XIAO Qian is the Vice Dean of the Institute for AI International Governance (I-AIIG) and Deputy Director of the Center for International Security and Strategy (CISS) at Tsinghua University. From 2003 to 2014, she served in the Ministry of Foreign Affairs as well as the Chinese Embassies in Russia and the UK. She joined the Foreign Affairs Committee of the National People’s Congress (NPC) in 2015, where she contributed to parliamentary engagement and work related to the NPC Spokesperson’s Office.
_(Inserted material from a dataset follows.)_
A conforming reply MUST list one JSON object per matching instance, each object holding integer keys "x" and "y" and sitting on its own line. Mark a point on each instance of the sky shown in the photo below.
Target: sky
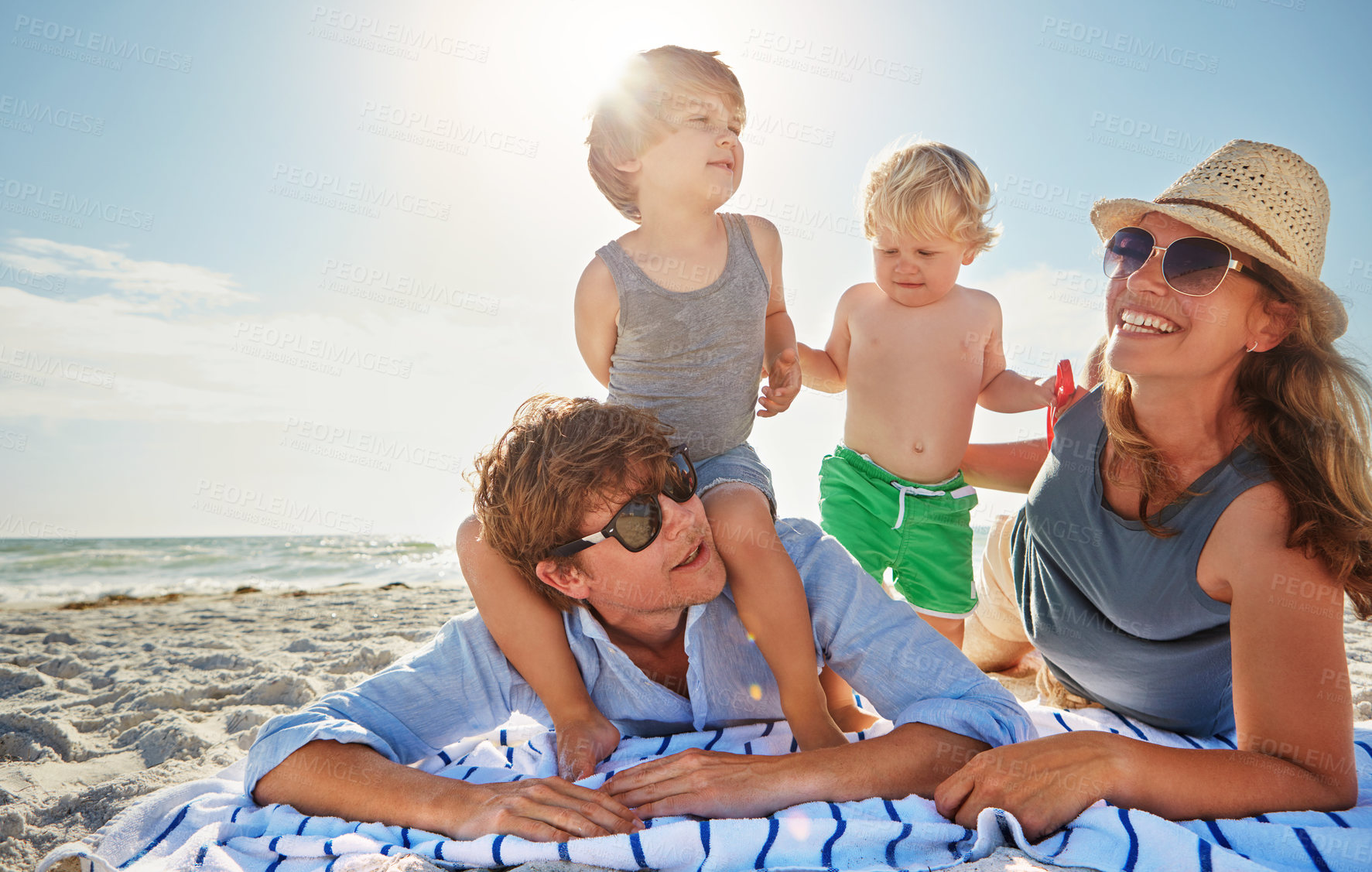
{"x": 286, "y": 268}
Since 2015, she has been engaged in the establishment and operation of the National Institute for Global Strategy of the Chinese Academy of Social Sciences, where she helped organize a series of events including the Joint U.S.-China Think Tank Project, U.S.-China High-level Experts Dialogue, and Weekend Forum on Security and Strategy. In 2019, Ms. Xiao joined Tsinghua University in the establishment and development of CISS and I-AIIG, and serves as Vice Dean of International Affairs.

ENERGY GROUP MENTORS

Michael Davidson is an Assistant Professor joint with the School of Global Policy and Strategy and the Mechanical and Aerospace Engineering Department at the University of California, San Diego, where he leads the Power Transformation Lab. Dr. Davidson’s teaching and research focus on the engineering implications and institutional conflicts inherent in deploying low-carbon energy at scale to mitigate environmental harms. Michael holds a Ph.D. in engineering systems and an S.M. in technology and policy from MIT, and a B.S. in mathematics and physics and a B.A. in Japanese studies from Case Western Reserve University. He has held a post-doctoral fellowship at the Harvard Kennedy School’s Belfer Center for Science and International Affairs, received a Fulbright Fellowship to study at Tsinghua University, and worked on U.S.-China climate policy for the Natural Resources Defense Council.

DONG Ting is a Fellow at Center for International Security and Strategy (CISS), Tsinghua University. She is interested in various non-traditional security issues, with concentrations on technology and maritime security. Before coming to Tsinghua, she worked as a “Boya” post-doc research fellow in the School of International Studies, Peking University. She earned her Ph.D. in US Strategy Studies, at the China Institute of Contemporary International Relations. She presided over several national research projects and published papers in English and Chinese journals. Her recent book The Logic of US Asia Pacific Maritime Strategy was published in Singapore.